David Shipley

Accidental prison releases are all too common

(Essex Police)

Yesterday His Majesty’s Prison Service released a sex offender by mistake. That would be bad enough on its own, but this particular sex offender was Hadush Kebatu, the Ethiopian migrant whose assault on a 14-year-old girl sparked weeks of protests in Epping. Kebatu was only sentenced last month, receiving a 12-month sentence for two sexual assaults which he committed just eight days after arriving in the UK.

Kebatu had been held at HMP Chelmsford, and was due to be handed over to a Home Office operated immigration removal centre before his deportation from the country. Instead of doing this, the prison released him this morning.

According to the Prison Service, they ‘are urgently working with police to return an offender to custody following a release in error at HMP Chelmsford’. They have said that ‘public protection is our top priority, and we have launched an investigation into this incident.’

What has actually happened? Kebatu will have been on a list yesterday morning, showing that he was leaving the prison. An officer will have unlocked him from his cell and escorted him to the jail’s ‘reception’, where new arrivals and those about to be transferred or released wait to be processed.

At some point a member of reception staff will have misread instructions regarding Kebatu, and released him. He’ll probably have walked out with his ‘release grant’ of £89.52 in cash. I understand that the officer in question is experienced and distraught at the error. They have been removed from duties while the investigation is ongoing.

Kebatu is a high-profile prisoner. This is incredibly humiliating for the Prison Service, and likely to provoke anger and outrage, especially in Epping. This is almost certainly not a conspiracy. In fact, while the Ministry of Justice briefs journalists that releases in error are incredibly rare, they’re actually becoming more common.

In the year ending March 2023, 81 prisoners were released in error. The following year it rose to 115, and then last year it reached an astonishing 262 incidents.

This seems ridiculous. Prisons are supposed to do many things – punish, rehabilitate, protect the public, show that justice is done. As I’ve often written they are bad at many of these tasks. But at the most basic level prisons are supposed to keep inmates jailed until it is the lawful time to release them. That our jails struggle so much with this is a sign of quite how broken the system is.

It should not be difficult or complicated to correctly calculate release dates, or to issue accurate instructions for transferring prisoners and ensure they are followed. And yet, time and again, our prisons demonstrate they can’t do the basics.

Our jails are just terrible

Another recent example is HMP Pentonville, which received an ‘Urgent Notification’ from the prison inspectors in July. In that report it was disclosed that ‘many prisoners had been illegally imprisoned beyond their release date’, and that staff ‘were unable to account for the whereabouts of their prisoners during the day’.

When that report was published the Prison Governors’ Association responded with a press release full of excuses, and complaining about the ‘language used by the Chief Inspector’. They seemed singularly unwilling to recognise that prison governors are responsible for their jails, and are at fault if the basics are not being done.

This is the problem with our Prison Service.
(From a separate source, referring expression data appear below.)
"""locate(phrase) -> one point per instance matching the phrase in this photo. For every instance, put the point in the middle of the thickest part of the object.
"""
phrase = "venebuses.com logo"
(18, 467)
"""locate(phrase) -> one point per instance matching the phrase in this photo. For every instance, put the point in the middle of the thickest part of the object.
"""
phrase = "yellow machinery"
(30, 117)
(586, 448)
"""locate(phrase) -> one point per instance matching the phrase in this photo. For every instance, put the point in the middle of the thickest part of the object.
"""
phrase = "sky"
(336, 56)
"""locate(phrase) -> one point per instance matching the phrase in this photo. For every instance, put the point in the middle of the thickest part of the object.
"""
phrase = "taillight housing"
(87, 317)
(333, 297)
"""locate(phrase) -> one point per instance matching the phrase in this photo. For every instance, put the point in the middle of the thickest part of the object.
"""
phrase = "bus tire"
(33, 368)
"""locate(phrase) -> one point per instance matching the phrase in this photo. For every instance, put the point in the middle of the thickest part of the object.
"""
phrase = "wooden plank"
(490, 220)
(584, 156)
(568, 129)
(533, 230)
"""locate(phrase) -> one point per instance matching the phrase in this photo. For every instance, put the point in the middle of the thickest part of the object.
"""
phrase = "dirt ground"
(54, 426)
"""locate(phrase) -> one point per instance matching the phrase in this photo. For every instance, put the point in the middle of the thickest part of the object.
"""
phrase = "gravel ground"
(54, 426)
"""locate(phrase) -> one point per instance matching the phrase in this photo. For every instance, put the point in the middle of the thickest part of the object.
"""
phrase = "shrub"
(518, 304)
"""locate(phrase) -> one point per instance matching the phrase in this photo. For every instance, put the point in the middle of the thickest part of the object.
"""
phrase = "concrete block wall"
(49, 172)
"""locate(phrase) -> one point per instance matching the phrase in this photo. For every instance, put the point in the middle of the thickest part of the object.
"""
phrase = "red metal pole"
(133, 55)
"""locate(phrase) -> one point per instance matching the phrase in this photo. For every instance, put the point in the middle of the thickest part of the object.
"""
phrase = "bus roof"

While there are some decent governors, the management culture as a whole is one of excuses, blaming others and avoiding responsibility. That’s why we don’t need a conspiracy theory to explain Hadush Kebatu’s accidental release – our jails are just that terrible. It’s not just money or overcrowding or old buildings that are the problem. The people in charge need to change. Perhaps this latest shameful failure will cause ministers to act.